Quelli che hanno condotto il blitz di Malpensa, infatti, sono gli stessi gli appena poche settimane fa hanno assaltato la volante fuori dalla questura di Torino. Il loro obiettivo non è tanto "liberare" gli stranieri, anche se ovviamente ci sperano, quanto sabotare a macchina delle espulsioni. Nel capoluogo piemontese, l'assalto è stato condotto con un corposo numero di antagonisti, gran parte dei quali identificati e denunciati.

A Malpensa, invece, erano appena in quattro e sono stati tutti arrestati. Sono loro stessi, nel loro documento di rivendicazione, sostenere che, per quanto riguarda l'espulsione di Kilal, "l'informazione del suo imminente rimpatrio coatto arrivava da un dentro che crede ancora, e forse sempre di più, nella comunicazione solidale con il fuori". Tra le righe, lasciano intendere che sia stato lo stesso marocchino, che in Italia ha svariati precedenti tra i quali una condanna per stupro di gruppo, a fornire loro l'informazione sbagliata sull'aeroporto di partenza: "Gli avevano teso una trappola e poco della sua sorte imminente – che fosse il trasferimento in un altro CPR o la deportazione – si sapeva".

Ed è a fronte di questo che hanno deciso di compiere il blitz: "A volte basta lanciare il cuore oltre una porta di emergenza, dei tornelli, un maniglione antipanico per trovarsi ai piedi di un aereo.

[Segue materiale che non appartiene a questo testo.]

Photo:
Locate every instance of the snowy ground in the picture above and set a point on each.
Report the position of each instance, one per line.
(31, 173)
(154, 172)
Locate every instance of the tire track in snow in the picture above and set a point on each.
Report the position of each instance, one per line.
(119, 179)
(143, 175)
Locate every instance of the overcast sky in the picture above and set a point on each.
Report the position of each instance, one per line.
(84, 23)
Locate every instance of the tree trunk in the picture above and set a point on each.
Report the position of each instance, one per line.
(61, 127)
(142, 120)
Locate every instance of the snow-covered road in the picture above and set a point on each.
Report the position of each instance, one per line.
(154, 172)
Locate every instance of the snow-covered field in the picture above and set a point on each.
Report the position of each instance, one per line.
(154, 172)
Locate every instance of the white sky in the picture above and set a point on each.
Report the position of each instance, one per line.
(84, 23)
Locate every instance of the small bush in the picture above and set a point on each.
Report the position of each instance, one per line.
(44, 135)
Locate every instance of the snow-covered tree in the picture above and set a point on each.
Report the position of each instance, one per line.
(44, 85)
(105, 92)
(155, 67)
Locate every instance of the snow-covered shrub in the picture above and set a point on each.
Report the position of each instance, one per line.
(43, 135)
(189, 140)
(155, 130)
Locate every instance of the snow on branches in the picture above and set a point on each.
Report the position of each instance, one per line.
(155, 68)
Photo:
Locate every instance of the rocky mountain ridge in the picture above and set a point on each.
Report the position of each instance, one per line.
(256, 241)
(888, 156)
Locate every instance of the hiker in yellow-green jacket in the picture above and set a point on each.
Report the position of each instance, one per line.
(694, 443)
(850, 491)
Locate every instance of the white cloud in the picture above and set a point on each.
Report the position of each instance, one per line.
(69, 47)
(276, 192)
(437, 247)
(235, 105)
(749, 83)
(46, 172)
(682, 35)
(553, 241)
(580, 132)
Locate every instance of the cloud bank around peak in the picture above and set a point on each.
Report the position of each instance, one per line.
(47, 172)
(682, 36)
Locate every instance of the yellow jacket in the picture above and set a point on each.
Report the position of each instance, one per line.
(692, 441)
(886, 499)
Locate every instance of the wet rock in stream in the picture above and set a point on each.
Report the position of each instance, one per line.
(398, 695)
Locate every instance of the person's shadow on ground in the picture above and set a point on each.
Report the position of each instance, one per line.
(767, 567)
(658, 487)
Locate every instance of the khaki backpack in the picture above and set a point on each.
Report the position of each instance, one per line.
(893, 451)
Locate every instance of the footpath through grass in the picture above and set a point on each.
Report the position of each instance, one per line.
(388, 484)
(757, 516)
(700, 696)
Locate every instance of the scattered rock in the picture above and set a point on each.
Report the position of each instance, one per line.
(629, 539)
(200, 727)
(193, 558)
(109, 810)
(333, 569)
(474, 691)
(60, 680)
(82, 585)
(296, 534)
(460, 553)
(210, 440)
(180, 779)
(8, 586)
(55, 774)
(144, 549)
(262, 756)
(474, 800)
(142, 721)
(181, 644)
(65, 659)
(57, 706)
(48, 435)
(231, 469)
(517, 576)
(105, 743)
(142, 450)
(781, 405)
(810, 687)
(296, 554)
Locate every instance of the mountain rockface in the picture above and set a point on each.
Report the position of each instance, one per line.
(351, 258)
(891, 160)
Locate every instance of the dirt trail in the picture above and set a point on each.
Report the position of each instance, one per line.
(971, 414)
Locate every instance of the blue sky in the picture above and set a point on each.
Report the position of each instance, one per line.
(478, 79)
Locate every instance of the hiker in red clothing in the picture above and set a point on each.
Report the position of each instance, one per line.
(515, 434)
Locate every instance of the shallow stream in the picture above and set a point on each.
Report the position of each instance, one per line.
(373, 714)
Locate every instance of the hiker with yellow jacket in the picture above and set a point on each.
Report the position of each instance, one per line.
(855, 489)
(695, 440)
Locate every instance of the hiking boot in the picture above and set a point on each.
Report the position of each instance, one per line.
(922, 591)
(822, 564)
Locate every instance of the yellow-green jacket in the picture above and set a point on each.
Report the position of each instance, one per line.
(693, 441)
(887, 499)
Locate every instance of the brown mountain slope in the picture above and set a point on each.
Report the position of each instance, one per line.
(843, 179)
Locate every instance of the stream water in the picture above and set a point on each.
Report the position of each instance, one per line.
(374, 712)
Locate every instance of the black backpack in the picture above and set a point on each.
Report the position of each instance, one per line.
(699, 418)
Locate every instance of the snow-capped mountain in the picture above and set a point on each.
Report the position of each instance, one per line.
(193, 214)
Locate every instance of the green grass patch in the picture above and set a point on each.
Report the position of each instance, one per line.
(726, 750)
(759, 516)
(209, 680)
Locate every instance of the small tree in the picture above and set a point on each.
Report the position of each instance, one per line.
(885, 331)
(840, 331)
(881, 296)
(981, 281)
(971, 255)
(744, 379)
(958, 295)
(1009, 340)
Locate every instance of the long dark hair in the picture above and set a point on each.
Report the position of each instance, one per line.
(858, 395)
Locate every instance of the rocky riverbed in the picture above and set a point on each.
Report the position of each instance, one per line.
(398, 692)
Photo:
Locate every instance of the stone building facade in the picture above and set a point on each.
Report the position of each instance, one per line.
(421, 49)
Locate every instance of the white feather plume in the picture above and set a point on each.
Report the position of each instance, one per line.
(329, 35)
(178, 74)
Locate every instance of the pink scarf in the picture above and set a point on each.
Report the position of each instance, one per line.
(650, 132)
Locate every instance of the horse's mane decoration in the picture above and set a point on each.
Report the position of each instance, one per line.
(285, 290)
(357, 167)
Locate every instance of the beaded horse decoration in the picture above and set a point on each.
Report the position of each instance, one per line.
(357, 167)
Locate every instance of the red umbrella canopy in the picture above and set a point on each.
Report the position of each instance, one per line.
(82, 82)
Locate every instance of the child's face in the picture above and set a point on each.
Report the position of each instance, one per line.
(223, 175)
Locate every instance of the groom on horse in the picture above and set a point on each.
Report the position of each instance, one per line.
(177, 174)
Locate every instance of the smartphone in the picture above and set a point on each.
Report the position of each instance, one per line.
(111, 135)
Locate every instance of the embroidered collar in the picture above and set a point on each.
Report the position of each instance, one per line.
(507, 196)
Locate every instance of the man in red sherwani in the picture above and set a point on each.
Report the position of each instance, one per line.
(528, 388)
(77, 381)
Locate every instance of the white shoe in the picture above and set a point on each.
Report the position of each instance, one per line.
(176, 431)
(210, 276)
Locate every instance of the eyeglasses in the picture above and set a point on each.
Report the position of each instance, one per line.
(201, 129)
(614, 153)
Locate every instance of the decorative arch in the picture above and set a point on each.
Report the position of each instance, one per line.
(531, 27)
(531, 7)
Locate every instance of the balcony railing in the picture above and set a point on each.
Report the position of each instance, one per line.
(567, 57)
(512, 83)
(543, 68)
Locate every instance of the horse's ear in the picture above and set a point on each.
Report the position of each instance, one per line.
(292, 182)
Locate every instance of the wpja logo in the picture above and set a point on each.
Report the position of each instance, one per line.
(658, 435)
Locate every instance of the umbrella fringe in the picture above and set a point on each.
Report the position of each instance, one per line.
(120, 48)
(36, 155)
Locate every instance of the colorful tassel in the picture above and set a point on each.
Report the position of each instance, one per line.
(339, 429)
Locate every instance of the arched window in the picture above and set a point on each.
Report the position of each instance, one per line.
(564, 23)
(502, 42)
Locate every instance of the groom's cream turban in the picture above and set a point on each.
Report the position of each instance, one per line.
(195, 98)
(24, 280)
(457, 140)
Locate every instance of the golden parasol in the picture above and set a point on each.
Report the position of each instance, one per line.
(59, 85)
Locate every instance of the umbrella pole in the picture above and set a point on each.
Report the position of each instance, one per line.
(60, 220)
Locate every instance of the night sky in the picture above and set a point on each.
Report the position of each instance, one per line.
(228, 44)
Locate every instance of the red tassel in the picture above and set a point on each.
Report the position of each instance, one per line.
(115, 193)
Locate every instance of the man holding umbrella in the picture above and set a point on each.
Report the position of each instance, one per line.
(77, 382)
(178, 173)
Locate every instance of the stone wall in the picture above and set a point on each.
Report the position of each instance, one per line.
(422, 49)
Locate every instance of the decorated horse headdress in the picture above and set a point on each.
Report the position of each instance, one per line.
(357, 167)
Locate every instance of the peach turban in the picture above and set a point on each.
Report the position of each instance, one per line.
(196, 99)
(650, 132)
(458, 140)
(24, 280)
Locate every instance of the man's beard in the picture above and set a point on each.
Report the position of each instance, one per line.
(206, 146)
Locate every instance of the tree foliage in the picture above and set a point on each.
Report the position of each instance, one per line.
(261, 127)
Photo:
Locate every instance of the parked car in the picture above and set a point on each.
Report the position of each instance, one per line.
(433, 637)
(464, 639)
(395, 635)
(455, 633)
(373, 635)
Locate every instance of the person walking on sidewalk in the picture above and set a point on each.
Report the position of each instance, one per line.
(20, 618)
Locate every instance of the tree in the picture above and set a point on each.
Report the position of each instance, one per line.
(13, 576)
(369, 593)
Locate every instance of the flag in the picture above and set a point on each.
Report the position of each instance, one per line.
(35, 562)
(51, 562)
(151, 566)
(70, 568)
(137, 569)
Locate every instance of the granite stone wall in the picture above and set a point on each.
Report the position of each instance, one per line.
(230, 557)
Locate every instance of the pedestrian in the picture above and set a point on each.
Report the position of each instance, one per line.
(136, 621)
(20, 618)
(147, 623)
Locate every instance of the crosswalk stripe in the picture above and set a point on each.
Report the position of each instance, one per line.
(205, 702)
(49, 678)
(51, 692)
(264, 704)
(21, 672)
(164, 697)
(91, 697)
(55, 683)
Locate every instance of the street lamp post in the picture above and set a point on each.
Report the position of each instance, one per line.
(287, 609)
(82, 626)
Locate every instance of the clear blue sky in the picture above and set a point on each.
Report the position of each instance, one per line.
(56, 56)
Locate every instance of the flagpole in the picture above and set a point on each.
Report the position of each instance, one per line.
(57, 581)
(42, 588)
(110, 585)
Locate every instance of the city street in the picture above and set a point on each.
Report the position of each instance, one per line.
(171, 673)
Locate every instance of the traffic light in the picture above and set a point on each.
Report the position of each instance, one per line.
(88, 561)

A volte basta correre lungo la sua fiancata, guardare negli occhi un pilota e ricordargli che sta deportando: che si sta rendendo parte di una macchina razzista e iniqua esistente in parte grazie ad un’obbedienza vaga e una mera indifferenza". Così raccontano il modo in cui sono riusciti a raggiungere la pista di Malpensa e sono tante le domande da porsi per capire come siano riusciti. Ed è proprio questo, benché l'aeroporto fosse quello sbagliato, ad aver dato loro nuova consapevolezza. Ad aver fornito agli antagonisti la sicurezza di poter fare quel che vogliono, alzando il tiro contro lo Stato e l'ordine costituito.

In poche settimane sono riusciti a effettuare un blitz davanti a una questura, sono riusciti a eludere tutti i controlli e a raggiungere una pista di decollo di uno degli aeroporti più importanti d'Europa. Cosa faranno la prossima volta? Perché ci sarà una prossima volta e sono loro stessi ad aprire a questa possibilità: "Tutto ciò che è successo a Torino e a Malpensa è potenzialmente replicabile e riproducibile. La lotta contro la macchina delle espulsioni e la detenzione amministrativa è possibile ed è reale nei suoi obiettivi e nelle sue prospettive". Questi gruppi agiscono come "schegge impazzite" ed è impossibile prevedere come intendono agire. Ed è questo uno degli elementi di maggiore preoccupazione in questo clima che si sta formando nel Paese.

Anche e soprattutto in ragione di chi, questi soggetti, tende a difenderli, di chi tende a giustificarne i fini.